On the state level, three entities guided the development of aviation in Iowa:
1933-1945: Commission on Aeronautics
1945-1975: Iowa Aeronautics Commission
1975-Present: Iowa Department of Transportation
In 1943, the state of Iowa created a new state law allowing the development of airport commissions that would allow cities to be eligible for federal funding for airport development projects.

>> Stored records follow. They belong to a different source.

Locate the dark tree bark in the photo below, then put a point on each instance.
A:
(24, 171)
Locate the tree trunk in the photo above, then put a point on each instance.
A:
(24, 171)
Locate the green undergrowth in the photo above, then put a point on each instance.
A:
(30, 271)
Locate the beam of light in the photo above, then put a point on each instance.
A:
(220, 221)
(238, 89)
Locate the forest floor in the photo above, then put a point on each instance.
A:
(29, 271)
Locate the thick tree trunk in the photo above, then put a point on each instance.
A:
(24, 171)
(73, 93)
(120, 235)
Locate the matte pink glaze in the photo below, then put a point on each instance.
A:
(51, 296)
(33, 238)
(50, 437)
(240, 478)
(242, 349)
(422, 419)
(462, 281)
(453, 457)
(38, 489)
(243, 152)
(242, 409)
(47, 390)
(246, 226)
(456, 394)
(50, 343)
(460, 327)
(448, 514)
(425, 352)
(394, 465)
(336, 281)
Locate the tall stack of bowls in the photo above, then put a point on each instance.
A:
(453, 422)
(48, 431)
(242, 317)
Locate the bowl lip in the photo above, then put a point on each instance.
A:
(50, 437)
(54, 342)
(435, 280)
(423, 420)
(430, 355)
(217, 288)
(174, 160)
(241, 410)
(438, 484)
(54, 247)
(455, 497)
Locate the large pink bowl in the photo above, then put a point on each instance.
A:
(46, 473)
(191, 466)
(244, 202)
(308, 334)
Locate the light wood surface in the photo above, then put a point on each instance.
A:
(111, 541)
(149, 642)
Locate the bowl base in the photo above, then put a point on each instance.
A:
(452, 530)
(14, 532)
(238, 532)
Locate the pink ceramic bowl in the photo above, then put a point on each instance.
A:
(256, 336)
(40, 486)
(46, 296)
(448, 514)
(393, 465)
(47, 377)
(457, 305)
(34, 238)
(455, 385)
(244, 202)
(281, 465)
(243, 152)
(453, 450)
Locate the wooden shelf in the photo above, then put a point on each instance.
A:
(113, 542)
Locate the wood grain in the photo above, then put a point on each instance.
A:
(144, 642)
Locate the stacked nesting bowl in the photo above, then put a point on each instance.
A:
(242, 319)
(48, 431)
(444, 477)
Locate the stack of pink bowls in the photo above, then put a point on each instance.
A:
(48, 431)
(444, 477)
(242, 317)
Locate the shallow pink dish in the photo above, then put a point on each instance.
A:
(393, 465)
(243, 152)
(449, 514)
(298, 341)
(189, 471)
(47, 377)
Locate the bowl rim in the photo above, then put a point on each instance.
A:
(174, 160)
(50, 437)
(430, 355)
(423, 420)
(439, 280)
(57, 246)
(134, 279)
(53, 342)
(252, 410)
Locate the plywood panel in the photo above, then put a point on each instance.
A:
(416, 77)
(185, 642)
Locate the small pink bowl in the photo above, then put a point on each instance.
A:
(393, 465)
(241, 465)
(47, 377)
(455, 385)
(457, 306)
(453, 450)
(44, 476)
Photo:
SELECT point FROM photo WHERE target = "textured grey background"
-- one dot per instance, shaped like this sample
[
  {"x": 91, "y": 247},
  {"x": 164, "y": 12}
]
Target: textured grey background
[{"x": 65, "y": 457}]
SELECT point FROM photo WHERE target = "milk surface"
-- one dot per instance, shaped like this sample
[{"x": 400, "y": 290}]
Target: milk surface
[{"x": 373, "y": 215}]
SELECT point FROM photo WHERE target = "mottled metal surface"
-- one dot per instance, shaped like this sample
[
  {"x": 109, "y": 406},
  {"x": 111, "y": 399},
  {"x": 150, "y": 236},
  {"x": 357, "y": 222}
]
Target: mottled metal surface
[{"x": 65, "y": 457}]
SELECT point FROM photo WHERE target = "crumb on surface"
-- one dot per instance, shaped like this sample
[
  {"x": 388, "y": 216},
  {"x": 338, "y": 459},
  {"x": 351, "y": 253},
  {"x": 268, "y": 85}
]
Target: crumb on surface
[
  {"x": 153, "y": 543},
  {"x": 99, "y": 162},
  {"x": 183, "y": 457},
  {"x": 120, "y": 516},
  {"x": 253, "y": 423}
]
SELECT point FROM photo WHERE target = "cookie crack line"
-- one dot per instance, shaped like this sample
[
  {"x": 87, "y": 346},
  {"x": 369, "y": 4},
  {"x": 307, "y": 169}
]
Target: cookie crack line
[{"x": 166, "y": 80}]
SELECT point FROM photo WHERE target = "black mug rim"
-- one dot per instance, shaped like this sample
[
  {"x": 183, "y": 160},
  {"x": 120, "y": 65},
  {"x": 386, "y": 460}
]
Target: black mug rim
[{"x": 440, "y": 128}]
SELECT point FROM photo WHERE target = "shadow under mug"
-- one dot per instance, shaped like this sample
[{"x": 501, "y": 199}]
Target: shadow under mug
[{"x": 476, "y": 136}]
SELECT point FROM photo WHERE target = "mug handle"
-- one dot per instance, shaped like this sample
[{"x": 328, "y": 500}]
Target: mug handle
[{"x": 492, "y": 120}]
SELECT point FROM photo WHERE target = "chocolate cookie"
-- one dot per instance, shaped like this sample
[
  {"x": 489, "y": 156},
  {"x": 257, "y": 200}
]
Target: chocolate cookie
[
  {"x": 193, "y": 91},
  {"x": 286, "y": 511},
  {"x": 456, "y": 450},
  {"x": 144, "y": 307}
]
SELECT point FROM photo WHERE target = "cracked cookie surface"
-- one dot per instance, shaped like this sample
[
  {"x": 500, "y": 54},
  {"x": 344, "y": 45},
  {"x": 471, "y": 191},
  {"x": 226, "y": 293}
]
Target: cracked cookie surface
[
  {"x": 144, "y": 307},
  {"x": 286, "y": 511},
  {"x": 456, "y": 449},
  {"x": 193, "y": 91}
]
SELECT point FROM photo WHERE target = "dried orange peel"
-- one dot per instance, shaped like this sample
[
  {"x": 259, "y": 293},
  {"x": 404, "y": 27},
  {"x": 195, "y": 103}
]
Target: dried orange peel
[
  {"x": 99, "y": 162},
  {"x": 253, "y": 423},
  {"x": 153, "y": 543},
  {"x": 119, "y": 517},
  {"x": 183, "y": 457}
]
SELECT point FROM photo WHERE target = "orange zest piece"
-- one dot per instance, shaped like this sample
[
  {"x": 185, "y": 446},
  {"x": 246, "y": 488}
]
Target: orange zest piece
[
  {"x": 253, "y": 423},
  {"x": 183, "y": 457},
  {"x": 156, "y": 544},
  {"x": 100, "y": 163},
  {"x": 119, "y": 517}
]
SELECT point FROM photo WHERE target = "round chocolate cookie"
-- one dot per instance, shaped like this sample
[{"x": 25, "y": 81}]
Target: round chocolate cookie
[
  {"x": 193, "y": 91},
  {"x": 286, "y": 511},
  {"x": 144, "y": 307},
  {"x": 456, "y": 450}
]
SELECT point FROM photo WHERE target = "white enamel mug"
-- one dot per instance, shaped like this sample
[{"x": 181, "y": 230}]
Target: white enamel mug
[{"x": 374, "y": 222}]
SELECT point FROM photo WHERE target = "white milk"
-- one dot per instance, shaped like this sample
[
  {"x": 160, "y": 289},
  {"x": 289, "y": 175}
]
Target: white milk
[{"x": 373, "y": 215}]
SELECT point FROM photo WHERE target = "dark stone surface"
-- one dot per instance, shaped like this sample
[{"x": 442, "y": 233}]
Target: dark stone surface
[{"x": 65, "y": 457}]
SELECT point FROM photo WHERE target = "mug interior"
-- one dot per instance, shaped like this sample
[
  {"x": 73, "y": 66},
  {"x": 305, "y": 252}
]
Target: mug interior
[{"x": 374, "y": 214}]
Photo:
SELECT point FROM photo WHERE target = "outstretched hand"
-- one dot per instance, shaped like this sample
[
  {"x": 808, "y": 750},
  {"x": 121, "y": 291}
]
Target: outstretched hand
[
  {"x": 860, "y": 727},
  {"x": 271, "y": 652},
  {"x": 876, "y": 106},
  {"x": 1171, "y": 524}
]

While the state funded aviation development and safety programs, the majority of funding came from the federal government through the Civil Aeronautics Commission and later the Federal Aviation Administration.
Development of Aviation Services
After World War II, there was a rise in the use of general aviation as pilots returned from the war, and production of private aircraft increased. Commercial air service was used more frequently due to larger aircraft, higher speeds, and more reliability. Progress was aided by the development of viable route structures.
Aviation has experienced significant safety improvements throughout the decades. Still, some high profile accidents have etched their way into Iowa’s aviation history, including:
- An aircraft crashes after departing Mason City, killing musicians Buddy Holly, Ritchie Valens, and J.P. “The Big Bopper” Richardson.
- Boxing legend Rocky Marciano dies in an aircraft accident near Newton.
- Life Flight helicopter crashes as it approaches the hospital in Webster City, killing the pilot and two nurses on board.
- A plane carrying runners and coaches from the Iowa State University cross country team crashes in a Des Moines neighborhood, killing seven.
- United Airlines Flight 232 crashes at the Sioux Gateway Airport in Sioux City, killing 112 people. Miraculously, 184 people including pilot Al Haynes, survived the accident. Haynes has been widely credited for his efforts in piloting the damaged aircraft and minimizing the loss of life.